À l’aube de ses 20 ans, Mathias M’Madi se trouve déjà sur le chemin de réaliser son rêve le plus cher : intégrer la NBA. Dans une confidence rare, il partage les contours de son aventure actuelle, son parcours exceptionnel, et éclaire ses fans sur son absence remarquée lors des pré-qualifications de l’AfroBasket 2025 avec l’équipe nationale malgache, les Ankoay seniors.
« Bonjour, je m’appelle Mathias M’Madi, je joue actuellement à Seaworth County Community College en JuCo (Junior College) aux Etats-Unis et j’ai joué le U18 AfroBasket et le U19 en Coupe du Monde avec l’équipe de Madagascar. Alors, je me porte bien et j’ai réussi à être recruté ici aux États-Unis grâce à mes performances à la Coupe du monde que j’ai réussie avec l’équipe des Ankoay de Madagascar. J’ai été appelé pour la sélection seniors en début d’année. À cause de mon visa et je revenais juste de blessures. Ça a été compliqué pour l’école et les coachs de dire oui. Parce qu’ils voulaient me garder en fait, c’est-à-dire me garder en bonne forme. », déclare Mathias M’Madi, meneur des Saints du Seward County.
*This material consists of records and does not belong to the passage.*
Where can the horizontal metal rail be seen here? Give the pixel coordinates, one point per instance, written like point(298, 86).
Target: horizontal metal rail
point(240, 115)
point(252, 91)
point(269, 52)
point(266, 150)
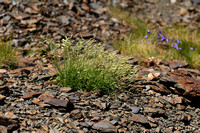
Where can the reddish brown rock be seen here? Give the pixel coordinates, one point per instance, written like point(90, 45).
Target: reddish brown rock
point(186, 85)
point(139, 119)
point(105, 126)
point(45, 96)
point(76, 114)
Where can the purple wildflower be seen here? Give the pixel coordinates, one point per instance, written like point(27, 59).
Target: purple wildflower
point(148, 31)
point(167, 40)
point(162, 38)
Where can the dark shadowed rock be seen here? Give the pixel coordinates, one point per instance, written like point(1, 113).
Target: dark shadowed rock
point(76, 114)
point(56, 102)
point(105, 126)
point(31, 94)
point(139, 119)
point(176, 65)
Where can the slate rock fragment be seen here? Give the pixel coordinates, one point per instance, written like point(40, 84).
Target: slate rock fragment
point(105, 126)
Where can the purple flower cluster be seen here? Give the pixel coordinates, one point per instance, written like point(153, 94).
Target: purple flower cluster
point(161, 37)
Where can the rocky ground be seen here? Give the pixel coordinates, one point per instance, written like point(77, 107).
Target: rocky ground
point(163, 98)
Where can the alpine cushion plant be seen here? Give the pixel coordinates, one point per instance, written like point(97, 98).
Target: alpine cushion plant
point(87, 66)
point(8, 56)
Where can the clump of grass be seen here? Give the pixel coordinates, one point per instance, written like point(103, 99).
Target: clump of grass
point(8, 56)
point(174, 43)
point(87, 66)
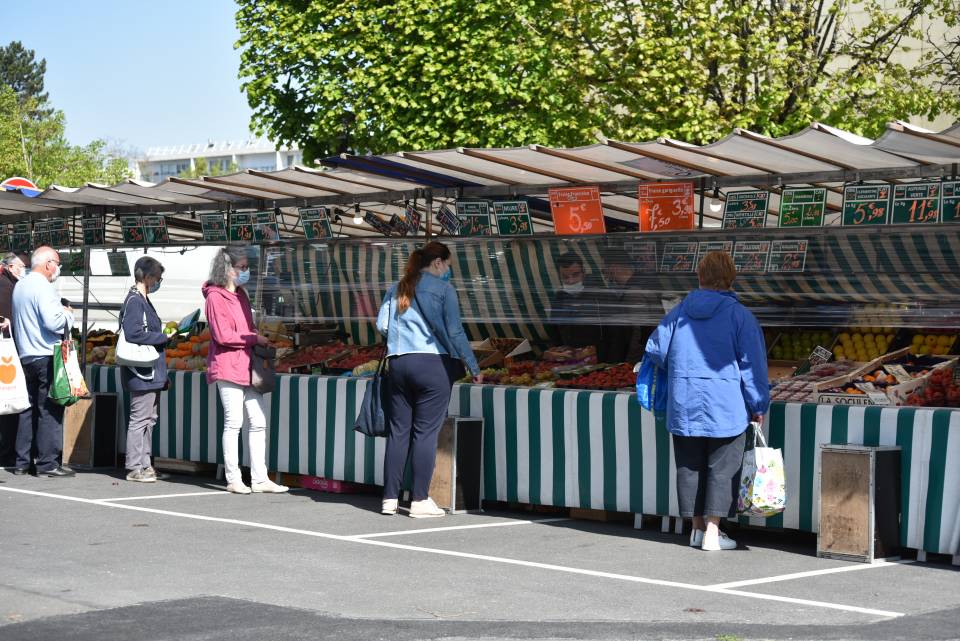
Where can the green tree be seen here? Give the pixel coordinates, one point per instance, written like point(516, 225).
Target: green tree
point(33, 145)
point(335, 76)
En septembre, le prodige malgache a passé un tournant décisif en rejoignant le Community college de Seward County, au cœur de l’État du Nebraska.
Ce passage du Chalon Basketball en France aux Saints du Seward County n’a pas seulement changé son environnement, mais également son quotidien.
Engagé dans le compétitif tournoi de Junior College Basketball, M’Madi et son équipe se mesurent à douze autres équipes, sillonnant un parcours difficile marqué par 7 victoires et 19 défaites.
Pourtant, malgré ces obstacles et une position avant-dernière au classement, l’espoir de participer aux playoffs reste intact.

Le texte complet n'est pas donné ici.